A mediados de 2025, el mundo quedó conmocionado por un suceso sin precedentes en las costas de Israel. Lo que comenzó como una tarde de buceo y filmación para Barak Tzach, un experimentado entusiasta del mar, terminó en una tragedia que hoy, tiempo después, sigue siendo objeto de estudio, con tiburones como protagonistas.

El ataque de tiburón que terminó con su vida no solo fue brutal, sino que marcó un hito científico: fue el primer ataque mortal documentado de un tiburón oscuro, especie considerada historicamente inofensiva.

tiburones
La especie involucrada era considerada inofensiva para los humanos.

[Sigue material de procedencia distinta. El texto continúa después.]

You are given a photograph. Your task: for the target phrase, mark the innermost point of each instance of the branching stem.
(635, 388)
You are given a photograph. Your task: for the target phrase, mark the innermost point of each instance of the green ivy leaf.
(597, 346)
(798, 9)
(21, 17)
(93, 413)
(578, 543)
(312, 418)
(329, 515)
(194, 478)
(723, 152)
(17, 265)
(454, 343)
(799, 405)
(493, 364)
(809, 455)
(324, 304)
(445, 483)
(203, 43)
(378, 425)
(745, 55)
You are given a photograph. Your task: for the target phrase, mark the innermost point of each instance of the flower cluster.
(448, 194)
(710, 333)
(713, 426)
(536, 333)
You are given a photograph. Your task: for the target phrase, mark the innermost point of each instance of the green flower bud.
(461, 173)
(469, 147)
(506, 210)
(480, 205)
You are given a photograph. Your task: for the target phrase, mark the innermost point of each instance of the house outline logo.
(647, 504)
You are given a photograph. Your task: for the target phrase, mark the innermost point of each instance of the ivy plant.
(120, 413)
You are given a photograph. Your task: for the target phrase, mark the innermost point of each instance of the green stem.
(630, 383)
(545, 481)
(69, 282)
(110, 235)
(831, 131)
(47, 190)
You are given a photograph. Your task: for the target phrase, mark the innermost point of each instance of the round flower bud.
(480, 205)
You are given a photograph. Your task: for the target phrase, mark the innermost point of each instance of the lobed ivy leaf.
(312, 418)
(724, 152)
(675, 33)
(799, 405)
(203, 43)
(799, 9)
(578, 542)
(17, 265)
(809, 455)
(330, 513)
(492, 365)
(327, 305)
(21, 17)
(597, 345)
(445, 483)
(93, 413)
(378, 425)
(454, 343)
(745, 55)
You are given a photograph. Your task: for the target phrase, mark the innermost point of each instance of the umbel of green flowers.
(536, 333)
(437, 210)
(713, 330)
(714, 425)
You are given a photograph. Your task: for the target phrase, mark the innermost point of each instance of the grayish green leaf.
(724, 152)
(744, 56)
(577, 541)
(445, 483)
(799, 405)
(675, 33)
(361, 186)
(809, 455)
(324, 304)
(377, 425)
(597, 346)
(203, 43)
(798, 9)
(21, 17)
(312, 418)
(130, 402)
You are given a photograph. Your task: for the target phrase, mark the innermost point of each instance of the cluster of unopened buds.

La especie involucrada era considerada inofensiva para los humanos.

Un ataque inesperado

El incidente ocurrió en Olga Beach, Hadera, un punto que se ha vuelto popular por la presencia constante de tiburones. Sin embargo, el informe publicado en la revista Ethology reveló que el problema no era solo la temperatura del agua. La conducta de los escualos había sido alterada por la "mendicidad de alimento".

Es decir, tanto turistas como pescadores locales acostumbraron a los animales a recibir comida fácil, eliminando su miedo natural hacia los seres humanos y convirtiendo un encuentro de observación en una situación de riesgo latente, como en este caso.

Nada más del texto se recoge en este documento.